Chevy Corvette Z06 vs. Dodge Viper SRT10 ACR, Nissan GT-R, Porsche 911 GT2

Chevy Corvette Z06 vs. Dodge Viper SRT10 ACR, Nissan GT-R, Porsche 911 GT2 Chevy Corvette Z06 vs. Dodge Viper SRT10 ACR, Nissan GT-R, Porsche 911 GT2
Comparison Tests

Behold four machines sitting on the pointy end of a horsepower skyrocket that lifted off sometime in the 1980s and hasn’t hit the chutes yet.

For now, anyone can buy these vehicles by flashing a valid driver’s license and a healthy checkbook. But this may be it. The last act. The apogee right before reentry, when post-peak oil prices and carbon-emissions limits and general economic malaise threaten to make memories out of 500-horsepower cars. Maybe someday you’ll bore grandchildren with tales of Porsche GT2s practically falling out of trees for just $198,875. Is it 1971 all over again? Who knows? Maybe you’ll be telling them from the back seat of their parents’ 700-hp minivan.

These days, the only certainties are that factories still make fast cars, magazines still review them, and the public still buys them. Determined not to shirk our duty, we gathered these sharp darts for some track work and desert road running. They have little in common except being the heaviest ordnance currently sold by their respective brands. We didn’t say our duty was particularly tough.

With the new 638-hp 2009 Chevrolet Corvette ZR1 still months off, the 505-hp Corvette Z06 became the old man in our quartet, new in late ’05 as an ’06. Aluminum-frame trusses, a cast magnesium roof, and carbon-fiber floorboards and front fenders help make it a very special Vette, as does the 505-hp, LS7 7.0-liter dry-sump V-8. Chevy fitted $5545 in convenience and Bose-audio options to our Jetstream Blue Metallic example (the stratospheric paint option runs $750).

The American Club Racer (ACR) badge was first pasted onto Dodge Vipers in 1999, and the mission brief hasn’t changed: Put Viper owners on the track. The newest ACR upholds the legacy with an assortment of name-brand racer bits, including KW Suspensions coil-over shocks with jounce, rebound, and ride-height adjustment; StopTech slotted rotors with Brembo calipers; Michelin Pilot Sport Cup pseudo-slicks (size 295/30— in front!); and a carbon-fiber front splitter and rear wing that produce a claimed thousand pounds of downforce at 150 mph. The single option on our car: a red stripe down the driver’s center line, $1650.

Our third instrumented test of Nissan’s freshly unwrapped GT-R starts here. By now you should be able to quote the relative percentages of steel, cast aluminum, and carbon fiber in the GT-R’s body (roughly 80, 15, and 5, respectively), recite the front-axle torque-split spread in the electronic all-wheel-drive system (10–50 percent), and name the brake-caliper paint supplier (we have no idea). The big option is the $2050 Premium pack, including navigation and an 11-speaker Bose audio boombox. This car has it.

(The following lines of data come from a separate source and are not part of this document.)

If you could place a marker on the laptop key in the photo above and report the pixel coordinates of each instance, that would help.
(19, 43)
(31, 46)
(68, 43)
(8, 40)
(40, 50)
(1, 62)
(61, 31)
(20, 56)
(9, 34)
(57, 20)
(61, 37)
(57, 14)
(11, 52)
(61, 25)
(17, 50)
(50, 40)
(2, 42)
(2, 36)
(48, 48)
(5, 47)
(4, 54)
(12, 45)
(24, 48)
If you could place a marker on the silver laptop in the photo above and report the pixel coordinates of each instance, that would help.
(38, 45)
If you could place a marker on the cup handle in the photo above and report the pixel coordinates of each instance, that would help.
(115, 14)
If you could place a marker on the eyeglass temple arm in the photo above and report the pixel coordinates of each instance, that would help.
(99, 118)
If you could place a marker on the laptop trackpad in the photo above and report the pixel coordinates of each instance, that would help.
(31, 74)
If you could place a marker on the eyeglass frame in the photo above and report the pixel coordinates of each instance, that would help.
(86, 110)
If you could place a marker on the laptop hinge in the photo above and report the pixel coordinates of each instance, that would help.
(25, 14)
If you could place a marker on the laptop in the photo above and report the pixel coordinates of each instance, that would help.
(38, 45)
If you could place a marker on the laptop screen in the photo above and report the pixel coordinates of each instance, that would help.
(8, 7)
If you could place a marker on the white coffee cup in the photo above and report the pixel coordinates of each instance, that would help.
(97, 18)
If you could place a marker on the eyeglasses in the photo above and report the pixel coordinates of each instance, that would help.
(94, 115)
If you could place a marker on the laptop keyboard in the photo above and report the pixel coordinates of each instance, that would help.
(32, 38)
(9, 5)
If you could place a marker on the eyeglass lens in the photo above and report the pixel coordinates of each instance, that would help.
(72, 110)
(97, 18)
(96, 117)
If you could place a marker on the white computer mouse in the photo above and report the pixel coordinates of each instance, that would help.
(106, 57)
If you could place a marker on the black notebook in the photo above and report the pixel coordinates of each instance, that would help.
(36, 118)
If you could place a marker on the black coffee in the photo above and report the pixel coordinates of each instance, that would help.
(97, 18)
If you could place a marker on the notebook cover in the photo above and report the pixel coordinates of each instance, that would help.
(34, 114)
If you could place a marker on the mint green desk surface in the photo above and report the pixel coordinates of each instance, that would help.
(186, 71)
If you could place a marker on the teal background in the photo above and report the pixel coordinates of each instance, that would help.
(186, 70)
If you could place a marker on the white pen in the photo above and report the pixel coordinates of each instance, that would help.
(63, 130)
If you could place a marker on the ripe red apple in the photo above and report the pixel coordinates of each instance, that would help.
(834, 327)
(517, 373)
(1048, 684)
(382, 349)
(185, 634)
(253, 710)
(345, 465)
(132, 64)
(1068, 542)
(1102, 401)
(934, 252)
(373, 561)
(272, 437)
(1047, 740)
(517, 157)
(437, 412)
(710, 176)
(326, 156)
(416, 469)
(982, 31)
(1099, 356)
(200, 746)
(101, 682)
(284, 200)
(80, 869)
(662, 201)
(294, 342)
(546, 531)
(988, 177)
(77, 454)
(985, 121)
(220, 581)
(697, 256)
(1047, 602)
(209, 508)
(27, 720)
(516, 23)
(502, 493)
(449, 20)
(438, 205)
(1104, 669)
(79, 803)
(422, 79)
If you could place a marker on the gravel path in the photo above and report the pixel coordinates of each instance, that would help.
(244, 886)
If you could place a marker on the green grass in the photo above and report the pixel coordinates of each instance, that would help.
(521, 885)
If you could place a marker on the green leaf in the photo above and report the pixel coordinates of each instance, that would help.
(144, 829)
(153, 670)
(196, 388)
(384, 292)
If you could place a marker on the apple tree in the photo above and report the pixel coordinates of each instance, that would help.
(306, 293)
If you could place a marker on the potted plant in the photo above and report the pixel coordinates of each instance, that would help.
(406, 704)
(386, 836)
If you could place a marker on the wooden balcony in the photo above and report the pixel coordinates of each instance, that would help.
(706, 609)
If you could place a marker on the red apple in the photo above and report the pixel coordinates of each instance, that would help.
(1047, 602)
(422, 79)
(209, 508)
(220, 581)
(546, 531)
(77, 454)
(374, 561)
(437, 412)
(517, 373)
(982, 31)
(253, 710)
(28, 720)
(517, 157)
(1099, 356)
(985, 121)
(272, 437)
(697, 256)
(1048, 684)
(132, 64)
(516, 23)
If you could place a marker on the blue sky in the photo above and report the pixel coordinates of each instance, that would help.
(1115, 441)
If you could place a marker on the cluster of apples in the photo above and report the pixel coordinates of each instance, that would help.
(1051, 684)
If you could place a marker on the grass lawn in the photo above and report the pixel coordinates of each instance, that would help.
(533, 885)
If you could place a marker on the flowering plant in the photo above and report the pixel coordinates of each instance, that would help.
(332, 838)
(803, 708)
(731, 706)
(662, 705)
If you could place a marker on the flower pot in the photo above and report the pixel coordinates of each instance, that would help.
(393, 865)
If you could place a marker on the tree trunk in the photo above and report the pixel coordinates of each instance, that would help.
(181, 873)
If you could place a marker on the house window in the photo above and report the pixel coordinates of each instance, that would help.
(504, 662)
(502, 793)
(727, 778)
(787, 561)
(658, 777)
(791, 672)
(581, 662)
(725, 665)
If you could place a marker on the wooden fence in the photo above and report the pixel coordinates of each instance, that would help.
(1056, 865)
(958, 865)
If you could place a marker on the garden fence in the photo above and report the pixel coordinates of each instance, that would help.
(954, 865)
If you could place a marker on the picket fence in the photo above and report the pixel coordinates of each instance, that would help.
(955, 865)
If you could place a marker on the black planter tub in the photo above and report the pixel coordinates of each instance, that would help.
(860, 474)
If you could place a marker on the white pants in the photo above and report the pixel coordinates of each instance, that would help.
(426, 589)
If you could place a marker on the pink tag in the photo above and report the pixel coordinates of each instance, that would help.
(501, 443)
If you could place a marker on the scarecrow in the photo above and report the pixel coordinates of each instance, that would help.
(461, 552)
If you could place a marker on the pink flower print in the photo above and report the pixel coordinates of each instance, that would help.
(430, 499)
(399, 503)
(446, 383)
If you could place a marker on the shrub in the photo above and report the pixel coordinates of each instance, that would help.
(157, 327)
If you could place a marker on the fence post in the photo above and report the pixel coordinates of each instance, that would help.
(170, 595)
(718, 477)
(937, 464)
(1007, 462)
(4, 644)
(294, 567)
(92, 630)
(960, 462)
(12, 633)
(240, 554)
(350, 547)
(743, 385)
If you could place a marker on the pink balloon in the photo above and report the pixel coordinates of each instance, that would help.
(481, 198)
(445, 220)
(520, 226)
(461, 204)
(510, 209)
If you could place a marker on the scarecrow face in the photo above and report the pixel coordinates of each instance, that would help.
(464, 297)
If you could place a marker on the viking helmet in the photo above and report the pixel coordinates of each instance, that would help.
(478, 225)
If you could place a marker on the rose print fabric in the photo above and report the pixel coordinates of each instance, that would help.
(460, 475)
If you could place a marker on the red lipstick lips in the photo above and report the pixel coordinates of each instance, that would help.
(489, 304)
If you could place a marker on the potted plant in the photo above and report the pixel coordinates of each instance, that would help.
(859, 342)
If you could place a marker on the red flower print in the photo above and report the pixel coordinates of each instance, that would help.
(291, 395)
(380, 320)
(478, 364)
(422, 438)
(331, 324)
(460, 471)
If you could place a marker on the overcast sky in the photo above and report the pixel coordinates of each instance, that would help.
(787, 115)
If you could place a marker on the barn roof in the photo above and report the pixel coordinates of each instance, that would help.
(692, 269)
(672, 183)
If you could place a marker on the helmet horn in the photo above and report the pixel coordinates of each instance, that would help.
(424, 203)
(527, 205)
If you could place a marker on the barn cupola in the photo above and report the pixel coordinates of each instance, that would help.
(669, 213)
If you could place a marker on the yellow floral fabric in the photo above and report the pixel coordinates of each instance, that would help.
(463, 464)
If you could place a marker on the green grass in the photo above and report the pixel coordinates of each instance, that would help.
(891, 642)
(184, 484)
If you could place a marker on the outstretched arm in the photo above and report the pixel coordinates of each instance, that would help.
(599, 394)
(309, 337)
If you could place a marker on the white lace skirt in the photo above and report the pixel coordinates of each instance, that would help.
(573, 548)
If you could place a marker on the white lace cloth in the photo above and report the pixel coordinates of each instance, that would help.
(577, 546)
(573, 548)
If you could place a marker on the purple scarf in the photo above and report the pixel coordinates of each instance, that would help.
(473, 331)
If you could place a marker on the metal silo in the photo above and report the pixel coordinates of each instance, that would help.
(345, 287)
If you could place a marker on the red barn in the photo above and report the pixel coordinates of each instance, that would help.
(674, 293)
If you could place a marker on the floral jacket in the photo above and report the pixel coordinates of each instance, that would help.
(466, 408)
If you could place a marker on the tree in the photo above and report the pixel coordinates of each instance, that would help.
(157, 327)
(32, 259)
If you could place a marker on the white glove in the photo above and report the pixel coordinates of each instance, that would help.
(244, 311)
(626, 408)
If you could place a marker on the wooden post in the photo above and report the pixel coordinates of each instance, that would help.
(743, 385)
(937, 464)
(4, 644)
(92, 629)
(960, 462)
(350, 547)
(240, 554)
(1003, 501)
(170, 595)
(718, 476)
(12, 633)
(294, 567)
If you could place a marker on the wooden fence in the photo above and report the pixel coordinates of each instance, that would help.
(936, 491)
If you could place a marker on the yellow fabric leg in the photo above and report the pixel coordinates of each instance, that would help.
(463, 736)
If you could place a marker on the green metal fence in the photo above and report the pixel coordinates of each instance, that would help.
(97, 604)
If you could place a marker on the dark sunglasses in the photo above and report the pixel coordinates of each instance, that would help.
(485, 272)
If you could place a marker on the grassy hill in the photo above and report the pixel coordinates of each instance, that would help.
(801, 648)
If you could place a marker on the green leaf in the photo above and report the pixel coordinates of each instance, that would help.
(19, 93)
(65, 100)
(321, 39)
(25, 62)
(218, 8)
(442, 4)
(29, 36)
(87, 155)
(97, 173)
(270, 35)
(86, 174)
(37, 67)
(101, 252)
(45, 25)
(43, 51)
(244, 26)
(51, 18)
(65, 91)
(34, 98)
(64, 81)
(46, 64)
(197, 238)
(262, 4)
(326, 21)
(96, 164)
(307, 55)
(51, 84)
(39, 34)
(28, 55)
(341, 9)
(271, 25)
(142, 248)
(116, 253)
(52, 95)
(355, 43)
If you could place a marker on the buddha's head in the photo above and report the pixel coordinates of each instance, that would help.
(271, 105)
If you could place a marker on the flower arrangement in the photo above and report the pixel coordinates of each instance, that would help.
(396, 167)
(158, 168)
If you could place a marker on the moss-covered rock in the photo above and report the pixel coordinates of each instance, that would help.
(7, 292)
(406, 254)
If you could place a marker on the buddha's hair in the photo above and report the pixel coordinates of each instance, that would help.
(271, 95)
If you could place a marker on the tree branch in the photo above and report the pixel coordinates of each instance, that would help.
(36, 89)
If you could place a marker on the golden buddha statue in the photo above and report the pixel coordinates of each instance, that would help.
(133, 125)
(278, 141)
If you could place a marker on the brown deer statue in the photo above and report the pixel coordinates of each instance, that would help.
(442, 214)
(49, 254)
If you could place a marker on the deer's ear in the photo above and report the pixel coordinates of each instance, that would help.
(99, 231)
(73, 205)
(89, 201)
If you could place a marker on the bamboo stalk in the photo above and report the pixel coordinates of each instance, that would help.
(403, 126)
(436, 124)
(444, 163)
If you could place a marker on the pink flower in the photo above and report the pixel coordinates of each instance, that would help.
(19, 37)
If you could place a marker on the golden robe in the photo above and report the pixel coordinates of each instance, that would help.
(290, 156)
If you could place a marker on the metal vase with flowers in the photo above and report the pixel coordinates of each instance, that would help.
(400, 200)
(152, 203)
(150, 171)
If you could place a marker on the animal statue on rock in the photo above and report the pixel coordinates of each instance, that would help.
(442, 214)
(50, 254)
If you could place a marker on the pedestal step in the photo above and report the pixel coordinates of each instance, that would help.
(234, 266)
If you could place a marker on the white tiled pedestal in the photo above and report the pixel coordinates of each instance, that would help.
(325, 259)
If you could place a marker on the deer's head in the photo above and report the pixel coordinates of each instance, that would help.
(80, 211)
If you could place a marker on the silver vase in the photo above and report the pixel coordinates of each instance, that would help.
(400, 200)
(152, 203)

Porsche’s long staircase of models currently tops out at the 911 GT2. Its 3.6-liter boxer-six has 50 more horsepower than the 480-hp all-wheel-drive 911 Turbo, but the GT2 uses two fewer wheels to apply its 505 pound-feet of torque to the pavement. Sounds like a formula for carnage-filled YouTube videos, except that the GT2 has fast-acting traction and stability control, plus launch control. We’ve got $6315 in options here, including $1815 black-painted wheels, $1250 in body-color console and dash trim, and $340 in risqué red seatbelts. Every car would go quicker with red seatbelts.

We have four dissimilar cars with a $126,350 price spread. Their collective technology is such that only one, the ­Viper, carries a gas-guzzler penalty ($1700). Actually, ranking them proved quite tough, but we do this for God and country.